In the first place, it was to the effect that the husband of the real plaintiff admitted that the defendant had called on him a month or more before, and asked him if he had collected the note from Josiah Jones, the principal, and on which he was a surety, and that he had told him he should bring suit on it immediately, or he would not be responsible. He admitted, further, that he had told his wife of the conversation, “ but that she allowed he was not in earnest, and it might lie another year.”
We said, in Hellen v. Bryson, that the notice must be intended for the wife, and, if delivered to the husband for her, it would be a question of service afterwards. But we hardly reach the last point of this remark, for it was clearly intended for the husband, so far as the admissions show. The wife’s name was not mentioned at all, and no message was attempted to be sent to her through the husband. He was treated as the owner of this note, which he was clearly not, without the precaution of inquiry as to whom the note really belonged, if defendant was ignorant on that score. It was therefore simply notice to a wrong party. Nor was the husband constituted the agent to give the notice any more than to receive it, which we held was not the case in Iiellen v. Bryson. We think the marital relation does not constitute him her agent in regard to her property, although he is her protector. There cannot at all times be entire safety in regarding him in this light, and the authorities cited by the plaintiff in error we think fully establish this position. Nothing drawn from the husband was evidence of notice to his wife, nor were her previous acts evidence of a general agency in regard to the note.

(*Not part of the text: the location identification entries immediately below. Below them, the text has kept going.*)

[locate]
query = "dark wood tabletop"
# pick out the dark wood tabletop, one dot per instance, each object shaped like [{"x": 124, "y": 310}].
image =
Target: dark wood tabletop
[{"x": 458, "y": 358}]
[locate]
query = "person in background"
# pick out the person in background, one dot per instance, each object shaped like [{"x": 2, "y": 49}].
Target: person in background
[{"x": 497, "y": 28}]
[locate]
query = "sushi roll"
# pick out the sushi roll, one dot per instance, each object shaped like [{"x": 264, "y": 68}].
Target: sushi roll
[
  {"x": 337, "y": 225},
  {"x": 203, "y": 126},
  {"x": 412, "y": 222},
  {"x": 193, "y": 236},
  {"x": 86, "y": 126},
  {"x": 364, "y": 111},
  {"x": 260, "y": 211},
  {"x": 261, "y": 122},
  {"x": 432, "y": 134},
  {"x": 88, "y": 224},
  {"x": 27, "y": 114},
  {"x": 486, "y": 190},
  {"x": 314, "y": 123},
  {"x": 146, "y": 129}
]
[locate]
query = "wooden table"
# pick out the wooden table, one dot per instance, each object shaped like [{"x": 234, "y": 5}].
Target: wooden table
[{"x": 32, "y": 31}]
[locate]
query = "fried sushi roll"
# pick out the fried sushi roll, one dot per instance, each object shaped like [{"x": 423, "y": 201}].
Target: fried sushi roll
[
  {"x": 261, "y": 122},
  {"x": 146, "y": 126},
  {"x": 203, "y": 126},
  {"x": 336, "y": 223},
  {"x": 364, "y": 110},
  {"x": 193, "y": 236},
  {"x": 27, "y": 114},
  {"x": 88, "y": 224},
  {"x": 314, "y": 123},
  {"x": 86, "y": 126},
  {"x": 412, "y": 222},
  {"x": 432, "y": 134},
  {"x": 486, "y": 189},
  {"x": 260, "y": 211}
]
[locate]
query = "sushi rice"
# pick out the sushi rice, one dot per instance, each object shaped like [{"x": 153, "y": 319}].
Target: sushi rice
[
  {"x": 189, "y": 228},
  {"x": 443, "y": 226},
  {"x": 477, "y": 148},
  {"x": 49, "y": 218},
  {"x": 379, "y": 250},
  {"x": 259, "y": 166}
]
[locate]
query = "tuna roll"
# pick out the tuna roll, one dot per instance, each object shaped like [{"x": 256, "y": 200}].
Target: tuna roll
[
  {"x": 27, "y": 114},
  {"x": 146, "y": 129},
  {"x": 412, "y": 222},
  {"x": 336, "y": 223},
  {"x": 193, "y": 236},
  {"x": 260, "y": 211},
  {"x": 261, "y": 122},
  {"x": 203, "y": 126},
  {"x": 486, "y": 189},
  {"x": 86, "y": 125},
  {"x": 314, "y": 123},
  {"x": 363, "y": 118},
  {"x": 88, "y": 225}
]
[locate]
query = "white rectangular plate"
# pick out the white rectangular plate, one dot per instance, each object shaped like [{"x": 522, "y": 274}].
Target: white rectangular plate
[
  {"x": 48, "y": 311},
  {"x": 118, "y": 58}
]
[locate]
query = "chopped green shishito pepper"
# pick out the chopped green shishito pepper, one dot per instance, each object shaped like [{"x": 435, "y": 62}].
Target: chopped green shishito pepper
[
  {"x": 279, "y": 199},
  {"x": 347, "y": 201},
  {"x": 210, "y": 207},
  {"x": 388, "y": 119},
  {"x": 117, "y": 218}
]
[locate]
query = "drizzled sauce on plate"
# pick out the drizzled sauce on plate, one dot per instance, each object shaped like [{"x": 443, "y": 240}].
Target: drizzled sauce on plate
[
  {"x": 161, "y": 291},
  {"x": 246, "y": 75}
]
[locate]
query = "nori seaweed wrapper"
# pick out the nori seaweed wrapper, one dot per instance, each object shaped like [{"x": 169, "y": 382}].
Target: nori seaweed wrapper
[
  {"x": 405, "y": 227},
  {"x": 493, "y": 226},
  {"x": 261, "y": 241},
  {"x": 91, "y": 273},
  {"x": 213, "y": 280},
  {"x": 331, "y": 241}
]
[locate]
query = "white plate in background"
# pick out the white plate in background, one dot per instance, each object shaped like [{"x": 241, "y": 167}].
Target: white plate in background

As this alleged notice, and the disregard of it, constituted the defendant’s equity, it was for the court to say whether it was sufficient or not, if believed. For the reasons given, we think it was clearly insufficient. It was not that clear and distinct proof of notice required by law, nor even such as after á tedious analysis, which is not allowable (Wolleshlare v. Searles, supra), might be made applicable to the real party in interest. Had the testimony, therefore, been all grouped together in an offer, the court would have done right in rejecting it. But as part was received under exception, and part without objection, we think the learned judge erred in answering the plaintiff’s second point in the negative, by saying, “ that if all the testimony of the witnesses on the subject of the notice is believed by the jury, in point of law the notice would be sufficient” to discharge the defendant. The same error is to be found in the answers to the fifth and sixth points of the plaintiffs. He should have answered that it was insufficient.
There is an assignment of error which we have no doubt is founded on a mere mistake in the use of language in writing out the charge; but as it appears before us as the charge actually
Prudence would dictate that such notices as we have been discussing should always be in writing; but as this is not an imperative requirement, they should be distinctly and clearly given, and as clearly and distinctly proved in all cases. The defect here was, that the notice was wanting in all these particulars, in fact was not given at all, and hence the equitable defence fails. 'We see nothing else requiring special notice, and we refrain from following the elaborate discussions with which-we were favoured, into other questions not now necessary to be determined.
Judgment reversed, and venire de novo awarded.